This article provides an architectural approach for preparing Azure landing zone subscriptions for a scalable, enhanced-security deployment of Azure Synapse Analytics. Azure Synapse, an enterprise analytics service, combines data warehousing, big data processing, data integration, and management.
The article assumes that you've already implemented the platform foundation that's required to effectively construct and operationalize a landing zone.
Apache®, Spark, and the flame logo are either registered trademarks or trademarks of the Apache Software Foundation in the United States and/or other countries. No endorsement by The Apache Software Foundation is implied by the use of these marks.
Architecture
Download a Visio file of this architecture.
Dataflow
- The core component of this architecture is Azure Synapse, a unified service that provides a range of functions, from data ingestion and data processing to serving and analytics. Azure Synapse in a Managed Virtual Network provides network isolation for the workspace. By enabling data exfiltration protection, you can limit outbound connectivity to only approved targets.
- Azure Synapse resources, the Azure integration runtime, and Spark pools that are located in the Managed Virtual Network can connect to Azure Data Lake Storage, Azure Key Vault, and other Azure data stores with heightened security by using Managed private endpoints. Azure Synapse SQL pools that are hosted outside the Managed Virtual Network can connect to Azure services via private endpoint in the enterprise virtual network.
- Administrators can enforce private connectivity to the Azure Synapse workspace, Data Lake Storage, Key Vault, Log Analytics, and other data stores via Azure policies applied across data landing zones at the management group level. They can also enable data exfiltration protection to provide enhanced security for egress traffic.

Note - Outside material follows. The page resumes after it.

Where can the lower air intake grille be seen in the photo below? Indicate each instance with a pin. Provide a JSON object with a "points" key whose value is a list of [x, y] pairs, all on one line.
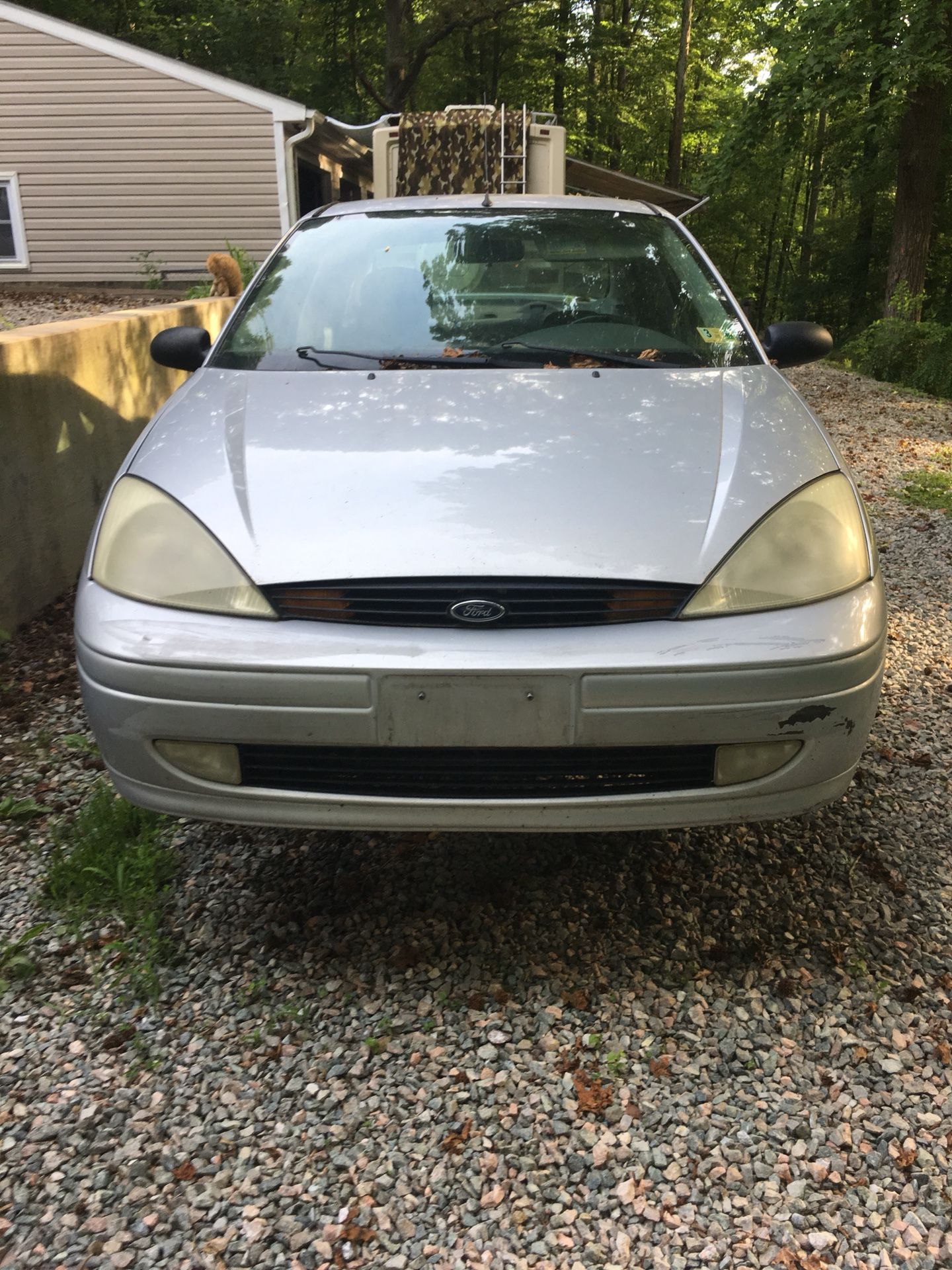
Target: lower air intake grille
{"points": [[387, 771], [513, 601]]}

- Users access Synapse Studio by using a web browser from a restricted on-premises network via Azure Synapse Private Link Hubs. Private Link Hubs are used to load Synapse Studio over private links with enhanced security. A single Azure Synapse Private Link Hubs resource is deployed in a Connectivity subscription with a private endpoint in the hub virtual network. The hub virtual network is connected to the on-premises network via Azure ExpressRoute. The Private Link Hubs resource can be used to privately connect to all Azure Synapse workspaces via Synapse Studio.
- Data engineers use the Azure Synapse pipelines Copy activity, executed in a self-hosted integration runtime, to ingest data between a data store that's hosted in an on-premises environment and cloud data stores like Data Lake Storage and SQL pools. The on-premises environment is connected via ExpressRoute to the hub virtual network on Azure.

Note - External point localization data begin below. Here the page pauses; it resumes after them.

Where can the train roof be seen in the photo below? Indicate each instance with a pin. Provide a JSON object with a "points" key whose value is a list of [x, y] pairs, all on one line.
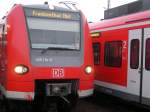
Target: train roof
{"points": [[118, 21]]}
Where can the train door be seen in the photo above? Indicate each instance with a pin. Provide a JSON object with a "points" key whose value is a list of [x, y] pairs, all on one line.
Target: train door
{"points": [[146, 68], [134, 64]]}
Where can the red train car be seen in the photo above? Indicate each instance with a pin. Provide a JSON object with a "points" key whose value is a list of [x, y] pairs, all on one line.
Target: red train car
{"points": [[122, 56], [45, 53]]}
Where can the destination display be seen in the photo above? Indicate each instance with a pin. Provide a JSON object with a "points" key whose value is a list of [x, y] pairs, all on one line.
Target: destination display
{"points": [[52, 14]]}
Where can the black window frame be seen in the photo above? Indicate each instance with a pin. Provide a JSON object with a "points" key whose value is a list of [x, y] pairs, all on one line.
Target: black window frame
{"points": [[107, 60]]}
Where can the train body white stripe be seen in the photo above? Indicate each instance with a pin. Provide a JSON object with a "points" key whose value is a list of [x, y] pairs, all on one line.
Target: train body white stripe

- Data engineers use the Azure Synapse Data Flow activity and Spark pools to transform data hosted on cloud data stores that are connected to the Azure Synapse Managed Virtual Network via Managed private endpoints. For data located in the on-premises environment, transformation with Spark pools requires connectivity via custom Private Link service. The custom Private Link service uses Network Address Translation (NAT) VMs to connect to the on-premises data store. For information about setting up Private Link service to access on-premises data stores from a Managed Virtual Network, see How to access on-premises SQL Server from Data Factory Managed VNet using Private Endpoint.
- If data exfiltration protection is enabled in Azure Synapse, Spark application logging to the Log Analytics workspace is routed via an Azure Monitor Private Link Scope resource that's connected to the Azure Synapse Managed Virtual Network via Managed private endpoint. As shown in the diagram, a single Azure Monitor Private Link Scope resource is hosted in a Connectivity subscription with private endpoint in the hub virtual network. All Log Analytics workspaces and Application Insights resources can be reached privately via Azure Monitor Private Link Scope.
Components
- Azure Synapse Analytics is an enterprise analytics service that accelerates time to insight across data warehouses and big data systems.

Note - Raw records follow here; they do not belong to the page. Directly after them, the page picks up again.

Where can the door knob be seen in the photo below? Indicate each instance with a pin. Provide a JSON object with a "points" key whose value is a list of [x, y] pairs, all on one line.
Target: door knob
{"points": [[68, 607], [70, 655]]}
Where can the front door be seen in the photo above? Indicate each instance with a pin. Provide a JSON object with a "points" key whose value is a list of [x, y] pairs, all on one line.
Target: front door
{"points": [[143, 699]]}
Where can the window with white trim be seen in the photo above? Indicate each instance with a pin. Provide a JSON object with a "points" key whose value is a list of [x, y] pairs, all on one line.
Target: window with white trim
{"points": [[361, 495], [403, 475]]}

- Azure Synapse Managed Virtual Network provides network isolation to Azure Synapse workspaces from other workspaces.
- Azure Synapse Managed private endpoints are private endpoints that are created in a Managed Virtual Network that's associated with an Azure Synapse workspace. Managed private endpoints establish private link connectivity to Azure resources outside the Managed Virtual Network.
- Azure Synapse workspace with data exfiltration protection prevents exfiltration of sensitive data to locations that are outside of an organization's scope.
- Azure Private Link Hubs are Azure resources that act as connectors between your secured network and the Synapse Studio web experience.
- Integration runtime is the compute infrastructure that Azure Synapse pipelines use to provide data integration capabilities across different network environments. Run the Data Flow activity in the managed Azure compute integration runtime or the Copy activity across networks by using a self-hosted compute integration runtime.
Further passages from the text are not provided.